Here are five key points to understand about this development:
1. First Oral GLP-1 Therapy for Obesity
If approved, this would be the first oral GLP-1 receptor agonist therapy indicated for chronic weight management in adults with obesity or overweight with at least one weight-related comorbidity.
2. Based on OASIS 4 Clinical Trial
The NDA submission is supported by results from the OASIS 4 phase 3 trial, which evaluated the efficacy and safety of once-daily oral semaglutide 25 mg in 307 adults with obesity or overweight and at least one comorbidity. The trial demonstrated significant weight loss and improvements in cardiometabolic risk factors compared to placebo.
3. Potential for Increased Accessibility and Adherence
An oral formulation could offer a more convenient alternative to injectable GLP-1 therapies, potentially improving patient adherence and expanding access to weight management treatments.
4. FDA Decision Expected in Late 2025
The FDA has set an action date for the fourth quarter of 2025 to decide on the approval of the oral Wegovy formulation.
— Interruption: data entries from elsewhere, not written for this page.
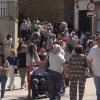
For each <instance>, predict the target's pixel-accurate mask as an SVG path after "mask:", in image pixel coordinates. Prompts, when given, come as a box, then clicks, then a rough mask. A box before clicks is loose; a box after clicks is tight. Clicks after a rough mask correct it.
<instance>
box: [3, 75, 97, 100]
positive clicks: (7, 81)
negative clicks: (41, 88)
mask: <svg viewBox="0 0 100 100" xmlns="http://www.w3.org/2000/svg"><path fill="white" fill-rule="evenodd" d="M8 84H9V78H8V81H7V85H6V92H5V99H4V100H32V99H27V98H26V96H27V89H22V90H21V89H20V78H19V77H15V84H16V90H14V91H8V89H7V86H8ZM35 100H49V98H40V99H35ZM61 100H69V88H66V94H65V95H64V96H63V97H62V99H61ZM83 100H96V93H95V86H94V82H93V79H92V78H89V79H87V81H86V88H85V95H84V98H83Z"/></svg>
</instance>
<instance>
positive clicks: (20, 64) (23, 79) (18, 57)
mask: <svg viewBox="0 0 100 100" xmlns="http://www.w3.org/2000/svg"><path fill="white" fill-rule="evenodd" d="M26 53H27V47H26V45H24V44H23V45H22V52H20V53H19V54H18V61H17V66H18V69H19V74H20V78H21V89H23V86H25V75H26V70H27V67H26Z"/></svg>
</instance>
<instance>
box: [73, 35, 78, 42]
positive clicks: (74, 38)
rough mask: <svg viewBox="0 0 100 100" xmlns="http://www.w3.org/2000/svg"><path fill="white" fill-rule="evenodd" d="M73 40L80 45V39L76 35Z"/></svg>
mask: <svg viewBox="0 0 100 100" xmlns="http://www.w3.org/2000/svg"><path fill="white" fill-rule="evenodd" d="M73 38H74V39H75V44H78V41H79V39H78V37H77V36H76V35H74V37H73Z"/></svg>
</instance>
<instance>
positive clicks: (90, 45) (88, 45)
mask: <svg viewBox="0 0 100 100" xmlns="http://www.w3.org/2000/svg"><path fill="white" fill-rule="evenodd" d="M93 46H94V44H93V41H91V40H90V41H89V43H88V47H87V48H86V50H85V53H86V54H88V53H89V51H90V50H91V48H92V47H93Z"/></svg>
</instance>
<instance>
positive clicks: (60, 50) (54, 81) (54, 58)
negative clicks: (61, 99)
mask: <svg viewBox="0 0 100 100" xmlns="http://www.w3.org/2000/svg"><path fill="white" fill-rule="evenodd" d="M49 65H50V66H49V68H48V89H49V96H50V100H55V98H56V99H57V100H60V99H61V95H62V91H63V90H62V84H63V74H62V67H63V70H64V78H66V63H65V59H64V56H62V55H61V47H60V46H59V45H57V44H56V45H54V49H53V51H52V52H51V53H50V55H49Z"/></svg>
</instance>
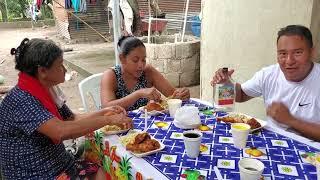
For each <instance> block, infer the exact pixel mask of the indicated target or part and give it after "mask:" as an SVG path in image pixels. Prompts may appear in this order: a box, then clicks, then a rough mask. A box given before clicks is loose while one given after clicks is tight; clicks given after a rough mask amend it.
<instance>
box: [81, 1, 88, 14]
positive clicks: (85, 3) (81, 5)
mask: <svg viewBox="0 0 320 180" xmlns="http://www.w3.org/2000/svg"><path fill="white" fill-rule="evenodd" d="M80 12H82V13H86V12H87V0H81V2H80Z"/></svg>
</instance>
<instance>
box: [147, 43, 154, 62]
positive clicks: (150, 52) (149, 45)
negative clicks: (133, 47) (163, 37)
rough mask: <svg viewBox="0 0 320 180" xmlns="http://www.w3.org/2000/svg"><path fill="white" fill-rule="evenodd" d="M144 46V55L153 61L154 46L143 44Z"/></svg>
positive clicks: (153, 53)
mask: <svg viewBox="0 0 320 180" xmlns="http://www.w3.org/2000/svg"><path fill="white" fill-rule="evenodd" d="M145 46H146V54H147V57H148V58H151V59H155V58H156V57H155V47H156V45H155V44H145Z"/></svg>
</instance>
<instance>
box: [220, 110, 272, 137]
mask: <svg viewBox="0 0 320 180" xmlns="http://www.w3.org/2000/svg"><path fill="white" fill-rule="evenodd" d="M234 115H243V116H246V117H247V118H249V119H251V118H254V119H256V120H257V121H258V122H259V123H260V125H261V127H259V128H256V129H251V130H250V132H253V131H256V130H259V129H261V128H263V127H265V126H266V125H267V121H263V120H261V119H257V118H255V117H252V116H249V115H247V114H244V113H236V112H232V113H229V114H228V115H227V116H223V117H228V116H231V117H234ZM222 122H224V121H222ZM225 123H228V122H225Z"/></svg>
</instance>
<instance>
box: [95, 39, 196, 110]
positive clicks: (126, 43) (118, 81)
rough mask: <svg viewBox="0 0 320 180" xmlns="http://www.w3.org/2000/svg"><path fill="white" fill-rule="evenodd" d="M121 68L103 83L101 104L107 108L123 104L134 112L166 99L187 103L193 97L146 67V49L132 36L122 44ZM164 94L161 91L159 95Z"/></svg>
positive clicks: (122, 106) (152, 70)
mask: <svg viewBox="0 0 320 180" xmlns="http://www.w3.org/2000/svg"><path fill="white" fill-rule="evenodd" d="M118 46H119V54H120V55H119V57H120V62H121V65H120V66H119V65H118V66H115V68H110V69H108V70H106V71H105V72H104V74H103V77H102V80H101V103H102V106H103V107H108V106H113V105H119V106H122V107H123V108H125V109H127V110H134V109H137V108H139V107H141V106H144V105H146V104H147V102H148V100H155V101H159V100H160V98H161V94H160V93H162V94H163V95H164V96H166V97H169V96H170V97H172V98H179V99H182V100H186V99H189V98H190V92H189V90H188V89H187V88H174V87H173V86H172V85H171V84H170V83H169V81H168V80H167V79H165V78H164V77H163V76H162V75H161V73H160V72H159V71H157V70H156V69H155V68H154V67H152V66H151V65H147V64H146V48H145V46H144V44H143V42H142V41H140V40H139V39H137V38H135V37H132V36H129V37H122V38H120V40H119V42H118ZM159 91H160V92H159Z"/></svg>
5. Competitive Landscape in Obesity Treatments
Novo Nordisk’s move comes amid increasing competition in the obesity treatment market, with companies like Eli Lilly developing their own oral GLP-1 therapies. The approval of oral Wegovy could strengthen Novo Nordisk’s position in this rapidly evolving field.
The FDA’s acceptance of the application marks a key milestone for Novo Nordisk as it seeks to expand its presence in the obesity treatment market. With a final decision expected in late 2025, the outcome could reshape how GLP-1 therapies are administered and signal a broader shift toward more accessible treatment options for millions of Americans living with obesity.